Kawasaki has outlined radical plans for its future including the intention to have at least 10 electrified bikes on the market by 2025 and to have a completely electric or hybrid model range in developed countries a decade later.


At a presentation in Tokyo, the firm revealed its carbon-neutral intentions, and in the process took the wraps off the hybrid motorcycle prototype that has been the subject of teaser videos for the last year. Although a testbed rather than intended for production, the hybrid’s layout and technology are likely to be carried over to showroom machines by 2025.
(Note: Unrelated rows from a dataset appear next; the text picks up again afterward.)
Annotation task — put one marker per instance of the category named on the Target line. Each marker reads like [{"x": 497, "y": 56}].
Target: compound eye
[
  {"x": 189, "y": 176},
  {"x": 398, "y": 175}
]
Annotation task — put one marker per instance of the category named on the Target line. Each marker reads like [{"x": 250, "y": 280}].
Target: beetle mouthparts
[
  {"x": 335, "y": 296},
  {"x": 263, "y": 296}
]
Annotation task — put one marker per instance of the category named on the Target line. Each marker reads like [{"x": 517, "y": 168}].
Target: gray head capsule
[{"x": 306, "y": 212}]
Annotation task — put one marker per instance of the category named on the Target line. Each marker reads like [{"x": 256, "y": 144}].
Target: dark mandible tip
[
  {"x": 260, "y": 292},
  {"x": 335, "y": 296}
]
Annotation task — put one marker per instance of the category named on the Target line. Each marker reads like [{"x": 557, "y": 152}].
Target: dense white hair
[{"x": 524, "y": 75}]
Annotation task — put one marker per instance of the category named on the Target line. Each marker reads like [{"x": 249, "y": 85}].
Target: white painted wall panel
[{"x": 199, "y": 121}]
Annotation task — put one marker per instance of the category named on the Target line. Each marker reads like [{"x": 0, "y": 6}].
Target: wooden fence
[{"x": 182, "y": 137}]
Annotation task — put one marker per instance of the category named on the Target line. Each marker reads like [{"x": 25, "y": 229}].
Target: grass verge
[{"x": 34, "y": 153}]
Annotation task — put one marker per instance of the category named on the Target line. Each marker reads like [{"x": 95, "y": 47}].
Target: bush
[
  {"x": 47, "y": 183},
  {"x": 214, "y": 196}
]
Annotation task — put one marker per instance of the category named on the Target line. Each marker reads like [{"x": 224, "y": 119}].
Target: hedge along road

The hybrid is based around one of Kawasaki’s existing parallel twin engines – it appears to be either the Ninja 250 or Ninja 400 unit, with the size of the exhaust pipe pointing towards the latter. A large electric motor is mounted above the gearbox, and although Kawasaki hasn’t released technical details, patents filed by the firm have shown that the system works by allowing either the combustion engine, the electric motor or both to be engaged, using clutches to connect or disconnect them from the transmission. That gearbox is a conventional multi-speed design, but with the shift and clutch controlled electronically so there are bar-mounted buttons to change ratio instead of a conventional foot lever.

The idea is that the bike can run on the combustion engine alone when cruising at economical speeds, with any excess power being used to recharge the 48-volt battery sitting under the rider’s seat. In cities, the bike can switch to all-electric mode, disengaging and switching off the combustion engine and instead engaging the electric motor.  It can even use GPS coordinates to do it automatically upon reaching zero-emissions zones in city centres.

For maximum performance, the bike can be ridden using both the combustion engine and the electric motor together, giving the acceleration of a much larger-engined bike. Each mode can be manually selected from the bars, giving the rider total control.

Kawasaki Hybrid

Kawasaki also showed its electric Ninja prototype at the presentation, looking much the same as it did when it was unveiled in late 2019. This machine, based on a Ninja 250, has relatively low performance but maintains key elements that will be familiar to existing riders, including a manual gearchange and clutch, to make it more entertaining than the more commonly found twist-and-go electric bikes.

Kawasaki electric

While the firm hasn’t revealed details of actual production electric or hybrid bikes yet, it says there will be at least 10 battery electric (BEV) or hybrid electric (HEV) models in its range by 2025, little more than three years from now. That will be enough to put it among the leaders in the race to electrify motorcycling. By 2035, every Kawasaki sold in developed countries will be either BEV or HEV.

Kawasaki electric

The focus might be on zero-emissions machines, but Kawasaki will still have plenty of new combustion engined bikes in the future.

Kawasaki electric

The company says that by 2025 it will be releasing an average of 16 new motorcycle models per year including both combustion and BEV/HEV models. There will also be a push on four-wheelers, with an average of eight new machines per year by 2025, and in this field there will also be some BEV and HEV offerings.

Hydrogen lifeline for combustion engines

While there’s a focus on battery-electric and hybrid bikes to meet environmental goals Kawasaki is also working hard on hydrogen-fuelled combustion engine technology with an eye to future carbon-neutral, high-performance bikes that still use combustion engines.

The firm has revealed a direct fuel-injected version of the Ninja H2’s supercharged four-cylinder engine, which is part of a development project to create a hydrogen powered version.

Kawasaki direct injection

Direct injection has yet to be adopted by a production motorcycle, thanks in part to the cost and difficulty in making an injection system that can work fast enough to cater to a high-revving motorcycle motor. However, for a hydrogen-fuelled engine it’s a vital step if performance is to be maintained. Forced induction – supercharging or turbocharging – is also hugely beneficial to a hydrogen-fuelled combustion engine, so Kawasaki already has a head start in that respect.

The DI version of the H2 engine is actually dual-injected. There’s still a conventional fuel rail feeding a port-injection system, but a second, high-pressure rail feeds injectors firing straight into the cylinders. While the low-pressure, port injection system runs at around 44psi, the direct injection needs a massive 1450psi (according to patents filed previously by Kawasaki), and as such it has its own dedicated mechanical fuel pump, operated by an additional lobe on the exhaust camshaft.

Kawasaki direct injection

Once direct injection is perfected, it will become simpler to switch to hydrogen power, although there will still be hurdles in terms of the hydrogen tank itself and the refuelling system, not to mention the fact that there’s no network of hydrogen filling stations. However, Kawasaki as a whole already has a hydrogen-focussed strategy in some of its other businesses, including the shipbuilding arm which is working on a room-scale hydrogen-fuelled combustion engine for future cargo ships, and the aerospace division which is involved in a project to develop hydrogen-powered airliners.

New name and logo

Kawasaki’s motorcycle division, previously called Kawasaki Heavy Industries Motorcycle and Engine Company, has now become Kawasaki Motors, and the whole company has adopted the River Mark logo that was first reintroduced on the Ninja H2 in 2015.

The River Mark, which is a stylised version of the Japanese symbol for river, part of Kawasaki’s name, was first used as a logo on the original Kawasaki ship building company as far back as 1878.